Réunions et élections du CSE : une ordonnance assouplit les règles durant l’état d’urgence sanitaire

PARIS, 2 avril 2020 – Réunir le comité social et économique (CSE) par visioconférence, audioconférence ou messagerie instantanée est désormais permis sans limitation. Une ordonnance du 1er avril l’autorise en effet durant l’état d’urgence sanitaire. Elle suspend ou reporte également les processus électoraux en cours ou à venir durant cette période.

Ce texte est pris en application de la loi d’urgence pour faire face à l’épidémie de Covid-19 du 23 mars 2020. Pour rappel, l’état d’urgence sanitaire a été déclaré pour une durée de deux mois à compter du 24 mars 2020, par ladite loi d’urgence, et est susceptible d’être prorogé. Notons que l’ordonnance du 1er avril 2020 précise que l’article 2 de l’ordonnance n° 2020-306 du 25 mars 2020 reportant le terme des délais légaux ne s’applique pas aux processus électoraux suspendus ou reportés dans les conditions présentées ci-après.
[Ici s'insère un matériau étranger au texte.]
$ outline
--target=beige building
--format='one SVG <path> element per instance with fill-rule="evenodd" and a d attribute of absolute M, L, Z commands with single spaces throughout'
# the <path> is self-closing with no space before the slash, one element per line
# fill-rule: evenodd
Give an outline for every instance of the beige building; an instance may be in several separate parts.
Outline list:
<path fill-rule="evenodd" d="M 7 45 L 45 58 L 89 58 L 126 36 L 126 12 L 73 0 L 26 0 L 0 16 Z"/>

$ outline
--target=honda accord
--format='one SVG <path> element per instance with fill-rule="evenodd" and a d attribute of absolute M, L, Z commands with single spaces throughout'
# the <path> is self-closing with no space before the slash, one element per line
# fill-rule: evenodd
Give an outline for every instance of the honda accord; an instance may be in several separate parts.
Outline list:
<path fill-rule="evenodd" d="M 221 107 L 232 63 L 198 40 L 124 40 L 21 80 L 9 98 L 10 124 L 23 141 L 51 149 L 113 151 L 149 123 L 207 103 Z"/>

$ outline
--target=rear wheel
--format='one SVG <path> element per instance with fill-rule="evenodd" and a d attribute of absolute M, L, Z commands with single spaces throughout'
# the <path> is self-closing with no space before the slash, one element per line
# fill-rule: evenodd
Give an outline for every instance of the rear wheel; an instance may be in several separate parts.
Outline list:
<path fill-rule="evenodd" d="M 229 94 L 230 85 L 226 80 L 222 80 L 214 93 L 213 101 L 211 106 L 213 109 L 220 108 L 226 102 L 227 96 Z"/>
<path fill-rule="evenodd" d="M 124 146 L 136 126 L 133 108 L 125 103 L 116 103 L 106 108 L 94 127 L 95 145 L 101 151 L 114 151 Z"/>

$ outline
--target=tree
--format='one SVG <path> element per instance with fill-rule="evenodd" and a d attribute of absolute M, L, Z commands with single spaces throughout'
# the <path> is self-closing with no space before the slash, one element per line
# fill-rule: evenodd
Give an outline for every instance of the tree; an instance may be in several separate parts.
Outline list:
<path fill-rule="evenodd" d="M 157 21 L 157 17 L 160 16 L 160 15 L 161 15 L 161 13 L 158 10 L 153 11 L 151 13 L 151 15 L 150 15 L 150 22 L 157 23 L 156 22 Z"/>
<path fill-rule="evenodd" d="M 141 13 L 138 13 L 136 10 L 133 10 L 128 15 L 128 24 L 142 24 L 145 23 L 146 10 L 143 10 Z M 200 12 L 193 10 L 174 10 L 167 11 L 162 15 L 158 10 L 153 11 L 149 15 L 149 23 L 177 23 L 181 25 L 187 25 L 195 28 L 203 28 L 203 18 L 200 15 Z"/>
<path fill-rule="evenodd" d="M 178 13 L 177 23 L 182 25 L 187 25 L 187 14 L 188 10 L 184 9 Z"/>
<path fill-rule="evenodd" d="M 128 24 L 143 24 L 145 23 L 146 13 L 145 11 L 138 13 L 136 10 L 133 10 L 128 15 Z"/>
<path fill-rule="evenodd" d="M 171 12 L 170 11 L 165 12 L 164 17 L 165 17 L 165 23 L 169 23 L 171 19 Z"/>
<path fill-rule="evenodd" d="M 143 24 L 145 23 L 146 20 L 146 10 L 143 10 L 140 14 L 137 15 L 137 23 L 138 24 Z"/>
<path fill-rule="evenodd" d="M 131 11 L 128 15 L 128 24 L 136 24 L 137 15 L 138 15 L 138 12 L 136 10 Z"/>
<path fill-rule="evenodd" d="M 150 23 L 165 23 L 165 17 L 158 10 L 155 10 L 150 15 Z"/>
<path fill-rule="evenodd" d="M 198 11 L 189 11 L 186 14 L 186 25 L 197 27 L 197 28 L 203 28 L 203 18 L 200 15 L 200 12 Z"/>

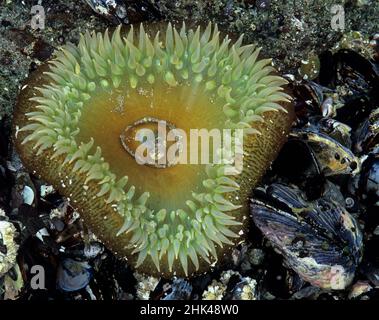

Autorisation des réunions par visio/audioconférence ou messagerie instantanée

Par dérogation au Code du travail, l’employeur peut réunir le CSE, le CSE central ou une autre instance représentative du personnel prévue par le Code du travail en recourant à : la visioconférence ; la conférence téléphonique (audioconférence), dans les conditions qui seront fixées par un décret à paraître ; ou à une messagerie instantanée, dans les conditions qui seront fixées par un décret à paraître, en cas d’impossibilité de recourir à la visioconférence ou à la conférence téléphonique, ou lorsqu’un accord d’entreprise le prévoit.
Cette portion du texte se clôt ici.